Only two days ago, I wrote that there is a "potential for a bear market". Potential? Forgetaboutit. This is a bear market.
My analysis really has little to do with Monday's price action which saw the major equity averages down over 6%. While the closes below key pivot points foretold possible trouble ahead, it is those other important charts that I warned about that are spelling "b-e-a-r- m-a-r-k-e-t".
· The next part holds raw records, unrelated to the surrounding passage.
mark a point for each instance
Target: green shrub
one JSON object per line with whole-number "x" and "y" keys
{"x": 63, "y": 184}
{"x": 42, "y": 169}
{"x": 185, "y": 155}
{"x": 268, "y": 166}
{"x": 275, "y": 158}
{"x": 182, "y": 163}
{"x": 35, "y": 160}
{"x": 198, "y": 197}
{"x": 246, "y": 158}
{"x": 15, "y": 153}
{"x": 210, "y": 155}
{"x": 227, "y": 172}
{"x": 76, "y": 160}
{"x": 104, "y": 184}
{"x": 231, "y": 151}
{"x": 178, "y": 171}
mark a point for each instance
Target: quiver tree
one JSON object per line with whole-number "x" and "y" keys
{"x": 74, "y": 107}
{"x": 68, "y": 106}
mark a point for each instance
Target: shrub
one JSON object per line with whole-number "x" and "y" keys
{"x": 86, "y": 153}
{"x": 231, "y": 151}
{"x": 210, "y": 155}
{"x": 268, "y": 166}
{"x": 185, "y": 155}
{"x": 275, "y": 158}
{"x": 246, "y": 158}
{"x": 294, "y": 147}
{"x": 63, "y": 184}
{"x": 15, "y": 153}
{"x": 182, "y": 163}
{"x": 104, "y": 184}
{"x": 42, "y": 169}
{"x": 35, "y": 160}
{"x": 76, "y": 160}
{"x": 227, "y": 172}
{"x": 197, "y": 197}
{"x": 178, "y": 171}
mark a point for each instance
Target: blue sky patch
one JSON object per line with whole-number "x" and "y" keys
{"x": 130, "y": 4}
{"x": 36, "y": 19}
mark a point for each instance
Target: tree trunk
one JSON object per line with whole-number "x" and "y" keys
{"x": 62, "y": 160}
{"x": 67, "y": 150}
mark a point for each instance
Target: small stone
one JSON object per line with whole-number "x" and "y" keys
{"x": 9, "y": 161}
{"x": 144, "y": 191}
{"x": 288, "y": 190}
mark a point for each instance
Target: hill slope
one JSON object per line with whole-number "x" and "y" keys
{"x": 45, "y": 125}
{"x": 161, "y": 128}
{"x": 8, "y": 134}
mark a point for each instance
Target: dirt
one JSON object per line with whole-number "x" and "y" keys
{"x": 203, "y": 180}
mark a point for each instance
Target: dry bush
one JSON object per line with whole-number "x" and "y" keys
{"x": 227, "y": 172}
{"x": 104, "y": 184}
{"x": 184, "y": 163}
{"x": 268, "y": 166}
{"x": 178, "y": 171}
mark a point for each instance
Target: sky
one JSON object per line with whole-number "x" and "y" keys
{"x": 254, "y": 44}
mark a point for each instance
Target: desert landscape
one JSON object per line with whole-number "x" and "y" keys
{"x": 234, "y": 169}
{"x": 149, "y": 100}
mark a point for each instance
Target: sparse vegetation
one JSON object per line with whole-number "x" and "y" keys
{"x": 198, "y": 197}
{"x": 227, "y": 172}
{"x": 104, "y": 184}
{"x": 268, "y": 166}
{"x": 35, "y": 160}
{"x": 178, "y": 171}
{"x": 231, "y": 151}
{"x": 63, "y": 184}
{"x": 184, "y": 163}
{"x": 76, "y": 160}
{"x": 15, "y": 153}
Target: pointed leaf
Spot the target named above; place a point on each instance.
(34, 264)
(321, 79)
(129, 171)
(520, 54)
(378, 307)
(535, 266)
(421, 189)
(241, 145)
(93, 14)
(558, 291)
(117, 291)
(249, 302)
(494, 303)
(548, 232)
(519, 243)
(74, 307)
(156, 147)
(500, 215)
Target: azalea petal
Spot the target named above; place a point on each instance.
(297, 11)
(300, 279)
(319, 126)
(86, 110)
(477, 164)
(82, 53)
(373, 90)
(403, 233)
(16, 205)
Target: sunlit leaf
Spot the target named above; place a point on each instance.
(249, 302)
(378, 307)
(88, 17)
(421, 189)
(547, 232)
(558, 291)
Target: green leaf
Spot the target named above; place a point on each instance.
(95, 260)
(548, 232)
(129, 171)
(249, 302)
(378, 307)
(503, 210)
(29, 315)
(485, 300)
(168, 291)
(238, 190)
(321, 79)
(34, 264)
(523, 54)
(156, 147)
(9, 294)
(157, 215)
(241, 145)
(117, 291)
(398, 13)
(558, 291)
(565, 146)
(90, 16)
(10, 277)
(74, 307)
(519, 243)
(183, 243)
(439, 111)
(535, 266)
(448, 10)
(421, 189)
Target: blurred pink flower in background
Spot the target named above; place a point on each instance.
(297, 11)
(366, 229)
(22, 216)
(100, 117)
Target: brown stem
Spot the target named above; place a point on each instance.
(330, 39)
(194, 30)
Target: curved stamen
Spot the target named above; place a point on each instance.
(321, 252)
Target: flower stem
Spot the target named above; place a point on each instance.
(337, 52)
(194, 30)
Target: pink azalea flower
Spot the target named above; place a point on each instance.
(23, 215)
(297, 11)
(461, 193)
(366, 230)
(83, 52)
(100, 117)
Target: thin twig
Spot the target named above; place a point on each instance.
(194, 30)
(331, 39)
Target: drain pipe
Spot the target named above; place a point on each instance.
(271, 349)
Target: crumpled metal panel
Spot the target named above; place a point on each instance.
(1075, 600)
Figure 1 is a weekly chart of S&P Select Financial SPDR Fund (symbol: XLF), which is an ETF representing the all important banking sector. I first warned about XLF on July 19 and then again on August 3. More importantly, a close below 3 key pivot points (those red dots on the price chart in figure 1) is bearish. Period. (And when I mean period, I am talking about a pattern or breakdown that has been tested across multiple assets and market periods.) 13.97 is now resistance.
Figure 1. XLF/ weekly
Figure 2 is a monthly chart of the i-Shares MSCI Emerging Market Index Fund (symbol: EEM). I showed this chart of June 24 and stated: "This is the first real technical warning sign that the market is on the verge of breaking down and the economy is on the verge of a recession. " The cluster of negative divergence bars (pink labeled bars) is a reliable sign of a market top, which is seen across asset classes and time frames.
Figure 2. EEM/ monthly
Figure 3 is a weekly chart of the i-Shares FTSE China 25, which I highlighted on July 18. Here we have a close below 3 key pivot points, and there is little support below.
Figure 3. FXI/weekly
When looking at these 3 charts - banking, emerging markets, and China - it is hard to make the case that we are not in a bear market already.